Aku tidak bisa berkata apa-apa lagi selain memaafkannya, aku tidak ingin kehilangan Elga, aku sangat mencintainya.
Malam
ini Elga menjemputku, kami akan kencan dan makan malam. Aku sengaja
mengenakan gaun biru pemberian Elga dan berdandan secantik mungkin.
Kutemui Elga di ruang tamu, Dia tersenyum, memandangiku dari atas hingga
bawah.
“Nilam, kamu cantik banget malam ini.”
“Makasih. Kita jadi dinner kan?”
“Ya tentu, tapi Nilam, malam ini aku gak bawa mobil dan mobil kamu masih di bengkel, kamu gak keberatan kita naik Taksi?”

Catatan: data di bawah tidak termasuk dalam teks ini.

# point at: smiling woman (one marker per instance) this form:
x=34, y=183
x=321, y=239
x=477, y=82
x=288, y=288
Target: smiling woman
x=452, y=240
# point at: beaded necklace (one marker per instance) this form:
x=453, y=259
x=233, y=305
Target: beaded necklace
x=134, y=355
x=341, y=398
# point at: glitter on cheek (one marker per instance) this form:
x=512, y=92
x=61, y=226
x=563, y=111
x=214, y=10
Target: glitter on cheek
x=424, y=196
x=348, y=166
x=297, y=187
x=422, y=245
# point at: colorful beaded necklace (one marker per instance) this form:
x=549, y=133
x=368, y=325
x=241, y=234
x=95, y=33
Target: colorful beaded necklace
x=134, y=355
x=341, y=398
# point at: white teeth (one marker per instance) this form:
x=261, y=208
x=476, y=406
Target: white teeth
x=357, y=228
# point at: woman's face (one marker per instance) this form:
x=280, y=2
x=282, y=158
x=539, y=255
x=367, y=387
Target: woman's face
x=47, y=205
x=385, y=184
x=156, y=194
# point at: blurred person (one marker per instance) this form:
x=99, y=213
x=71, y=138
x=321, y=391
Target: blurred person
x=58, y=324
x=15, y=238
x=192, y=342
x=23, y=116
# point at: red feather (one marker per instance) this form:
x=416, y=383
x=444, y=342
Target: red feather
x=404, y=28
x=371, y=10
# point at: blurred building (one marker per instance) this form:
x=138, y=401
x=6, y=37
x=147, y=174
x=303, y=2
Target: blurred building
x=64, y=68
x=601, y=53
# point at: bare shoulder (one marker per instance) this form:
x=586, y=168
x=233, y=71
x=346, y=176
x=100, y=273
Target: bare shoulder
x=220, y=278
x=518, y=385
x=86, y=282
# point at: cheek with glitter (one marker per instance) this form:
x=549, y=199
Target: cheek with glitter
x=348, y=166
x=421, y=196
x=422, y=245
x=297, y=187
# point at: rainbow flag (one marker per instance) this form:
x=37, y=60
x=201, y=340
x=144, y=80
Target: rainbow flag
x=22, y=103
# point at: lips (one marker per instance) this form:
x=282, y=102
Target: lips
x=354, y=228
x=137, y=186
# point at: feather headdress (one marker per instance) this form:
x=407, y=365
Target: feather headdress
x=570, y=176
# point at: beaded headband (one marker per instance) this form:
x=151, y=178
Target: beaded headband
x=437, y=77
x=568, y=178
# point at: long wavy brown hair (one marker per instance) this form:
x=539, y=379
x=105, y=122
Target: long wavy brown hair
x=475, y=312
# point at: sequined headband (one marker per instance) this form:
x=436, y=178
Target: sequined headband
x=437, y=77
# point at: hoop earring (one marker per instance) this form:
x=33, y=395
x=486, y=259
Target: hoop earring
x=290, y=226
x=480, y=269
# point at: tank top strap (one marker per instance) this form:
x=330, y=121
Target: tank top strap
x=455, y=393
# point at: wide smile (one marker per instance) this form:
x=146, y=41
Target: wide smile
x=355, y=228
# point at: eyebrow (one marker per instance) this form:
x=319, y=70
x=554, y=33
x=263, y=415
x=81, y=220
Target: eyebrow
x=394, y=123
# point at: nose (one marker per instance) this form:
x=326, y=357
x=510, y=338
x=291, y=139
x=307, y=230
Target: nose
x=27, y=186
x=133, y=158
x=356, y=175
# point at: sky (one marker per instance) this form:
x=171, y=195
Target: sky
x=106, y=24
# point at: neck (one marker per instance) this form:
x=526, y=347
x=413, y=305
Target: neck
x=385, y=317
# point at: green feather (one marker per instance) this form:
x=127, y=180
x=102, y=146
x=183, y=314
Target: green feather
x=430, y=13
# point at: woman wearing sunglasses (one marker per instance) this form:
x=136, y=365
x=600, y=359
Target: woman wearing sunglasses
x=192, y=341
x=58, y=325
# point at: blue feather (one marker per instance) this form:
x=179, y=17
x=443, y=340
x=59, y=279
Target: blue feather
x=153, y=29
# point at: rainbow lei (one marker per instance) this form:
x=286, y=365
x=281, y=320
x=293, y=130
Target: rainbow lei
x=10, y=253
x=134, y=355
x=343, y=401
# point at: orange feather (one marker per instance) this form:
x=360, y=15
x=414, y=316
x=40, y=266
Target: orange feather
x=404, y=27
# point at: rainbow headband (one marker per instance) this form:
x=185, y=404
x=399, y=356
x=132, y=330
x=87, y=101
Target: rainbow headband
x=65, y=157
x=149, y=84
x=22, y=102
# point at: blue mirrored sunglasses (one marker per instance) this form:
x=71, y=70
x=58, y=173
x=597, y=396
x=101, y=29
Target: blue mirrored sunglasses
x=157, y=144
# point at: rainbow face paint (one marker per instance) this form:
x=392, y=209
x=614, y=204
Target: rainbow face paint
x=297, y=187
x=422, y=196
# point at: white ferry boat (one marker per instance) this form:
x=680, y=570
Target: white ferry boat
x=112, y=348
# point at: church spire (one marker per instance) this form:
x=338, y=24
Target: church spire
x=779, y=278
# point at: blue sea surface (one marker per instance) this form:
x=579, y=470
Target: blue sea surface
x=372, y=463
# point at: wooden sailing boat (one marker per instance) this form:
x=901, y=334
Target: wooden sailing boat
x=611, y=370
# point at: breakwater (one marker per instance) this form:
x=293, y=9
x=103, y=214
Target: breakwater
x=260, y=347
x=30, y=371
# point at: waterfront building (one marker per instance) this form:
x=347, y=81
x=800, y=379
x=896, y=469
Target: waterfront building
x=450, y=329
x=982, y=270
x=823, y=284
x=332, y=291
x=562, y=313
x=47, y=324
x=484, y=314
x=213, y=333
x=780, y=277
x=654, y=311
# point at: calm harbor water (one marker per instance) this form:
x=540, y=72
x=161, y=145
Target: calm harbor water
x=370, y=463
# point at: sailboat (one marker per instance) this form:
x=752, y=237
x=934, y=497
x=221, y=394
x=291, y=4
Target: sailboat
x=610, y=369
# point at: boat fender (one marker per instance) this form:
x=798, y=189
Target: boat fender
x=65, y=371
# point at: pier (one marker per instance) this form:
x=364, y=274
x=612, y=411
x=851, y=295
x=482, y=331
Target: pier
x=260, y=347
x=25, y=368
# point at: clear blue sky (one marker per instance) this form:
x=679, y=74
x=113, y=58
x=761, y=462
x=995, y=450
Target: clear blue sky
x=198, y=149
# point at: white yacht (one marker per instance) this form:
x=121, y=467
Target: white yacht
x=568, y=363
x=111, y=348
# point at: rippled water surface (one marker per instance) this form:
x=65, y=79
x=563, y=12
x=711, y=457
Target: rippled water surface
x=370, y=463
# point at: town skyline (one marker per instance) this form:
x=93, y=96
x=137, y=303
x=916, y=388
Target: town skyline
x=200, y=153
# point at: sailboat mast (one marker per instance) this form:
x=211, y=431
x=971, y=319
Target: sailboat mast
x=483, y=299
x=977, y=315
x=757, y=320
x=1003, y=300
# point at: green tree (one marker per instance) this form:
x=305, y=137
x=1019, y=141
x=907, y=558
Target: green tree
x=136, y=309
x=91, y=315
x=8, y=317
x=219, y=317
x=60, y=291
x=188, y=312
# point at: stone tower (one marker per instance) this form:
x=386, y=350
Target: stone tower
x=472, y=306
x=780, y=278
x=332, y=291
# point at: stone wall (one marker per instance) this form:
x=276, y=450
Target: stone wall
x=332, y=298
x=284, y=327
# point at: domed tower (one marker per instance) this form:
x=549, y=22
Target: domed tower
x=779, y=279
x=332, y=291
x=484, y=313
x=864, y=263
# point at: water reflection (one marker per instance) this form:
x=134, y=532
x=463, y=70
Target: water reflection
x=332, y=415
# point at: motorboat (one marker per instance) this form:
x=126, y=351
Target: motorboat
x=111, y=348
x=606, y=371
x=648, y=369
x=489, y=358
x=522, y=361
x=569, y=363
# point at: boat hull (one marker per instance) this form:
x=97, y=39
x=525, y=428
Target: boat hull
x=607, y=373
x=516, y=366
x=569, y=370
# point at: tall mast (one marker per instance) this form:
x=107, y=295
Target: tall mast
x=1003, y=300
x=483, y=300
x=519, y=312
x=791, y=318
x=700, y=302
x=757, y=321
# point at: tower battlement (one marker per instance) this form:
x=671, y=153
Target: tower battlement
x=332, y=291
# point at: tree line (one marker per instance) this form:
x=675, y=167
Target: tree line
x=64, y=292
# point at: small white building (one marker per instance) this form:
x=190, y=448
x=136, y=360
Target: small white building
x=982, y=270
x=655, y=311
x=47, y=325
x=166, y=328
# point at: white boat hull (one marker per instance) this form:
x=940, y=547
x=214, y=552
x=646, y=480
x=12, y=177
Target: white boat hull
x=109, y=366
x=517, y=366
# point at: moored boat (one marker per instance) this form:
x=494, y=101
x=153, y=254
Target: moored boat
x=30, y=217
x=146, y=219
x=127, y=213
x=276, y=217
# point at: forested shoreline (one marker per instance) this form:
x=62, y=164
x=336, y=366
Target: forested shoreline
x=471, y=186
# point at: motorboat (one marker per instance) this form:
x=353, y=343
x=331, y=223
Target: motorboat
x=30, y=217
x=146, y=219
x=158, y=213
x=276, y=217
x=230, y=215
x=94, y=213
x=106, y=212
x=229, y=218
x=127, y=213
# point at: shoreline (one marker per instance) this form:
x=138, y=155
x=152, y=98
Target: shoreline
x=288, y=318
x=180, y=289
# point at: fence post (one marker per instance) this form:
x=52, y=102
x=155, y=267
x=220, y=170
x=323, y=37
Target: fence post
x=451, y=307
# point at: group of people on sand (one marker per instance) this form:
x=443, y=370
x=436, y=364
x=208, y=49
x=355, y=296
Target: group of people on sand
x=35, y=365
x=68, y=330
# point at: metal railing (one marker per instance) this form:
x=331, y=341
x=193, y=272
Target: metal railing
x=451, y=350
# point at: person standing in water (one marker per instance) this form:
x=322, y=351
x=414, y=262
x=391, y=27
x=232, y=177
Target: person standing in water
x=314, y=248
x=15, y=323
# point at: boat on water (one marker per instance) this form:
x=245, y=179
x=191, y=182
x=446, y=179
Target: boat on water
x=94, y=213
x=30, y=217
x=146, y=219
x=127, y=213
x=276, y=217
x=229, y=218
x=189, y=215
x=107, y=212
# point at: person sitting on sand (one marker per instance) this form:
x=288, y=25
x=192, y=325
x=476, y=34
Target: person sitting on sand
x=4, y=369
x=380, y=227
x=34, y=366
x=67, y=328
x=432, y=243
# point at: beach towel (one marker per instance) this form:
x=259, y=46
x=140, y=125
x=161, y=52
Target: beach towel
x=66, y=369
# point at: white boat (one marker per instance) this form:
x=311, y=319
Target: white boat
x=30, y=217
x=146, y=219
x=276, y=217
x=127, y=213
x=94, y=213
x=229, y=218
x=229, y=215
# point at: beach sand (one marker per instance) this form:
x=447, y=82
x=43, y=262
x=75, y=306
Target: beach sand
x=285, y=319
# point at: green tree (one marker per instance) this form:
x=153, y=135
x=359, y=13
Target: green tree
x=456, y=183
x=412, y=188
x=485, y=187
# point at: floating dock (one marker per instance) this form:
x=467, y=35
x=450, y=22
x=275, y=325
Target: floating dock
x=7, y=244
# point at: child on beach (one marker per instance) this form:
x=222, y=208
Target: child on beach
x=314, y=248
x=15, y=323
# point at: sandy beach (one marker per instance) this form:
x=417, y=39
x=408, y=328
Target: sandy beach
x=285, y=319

“Engga ko, ya udah kita panggil Taksi aja, ayo.”
Dengan
penuh semangat aku menggandeng lengan Elga. Ini benar-benar
menyenangkan, disepanjang perjalanan Elga menggenggam erat tanganku, aku
bersandar dibahu Elga menikmati perjalanan kami dan melupakan semua
kesalahan yang telah Elga perbuat padaku.
Kami berhenti disebuah
Tenda di pinggir jalan. Aku sedikit ragu, apa Elga benar-benar
mengajakku makan ditempat seperti ini. Aku tahu betul sifat Elga, dia
tidak mungkin mau makan di warung kecil di pinggir jalan.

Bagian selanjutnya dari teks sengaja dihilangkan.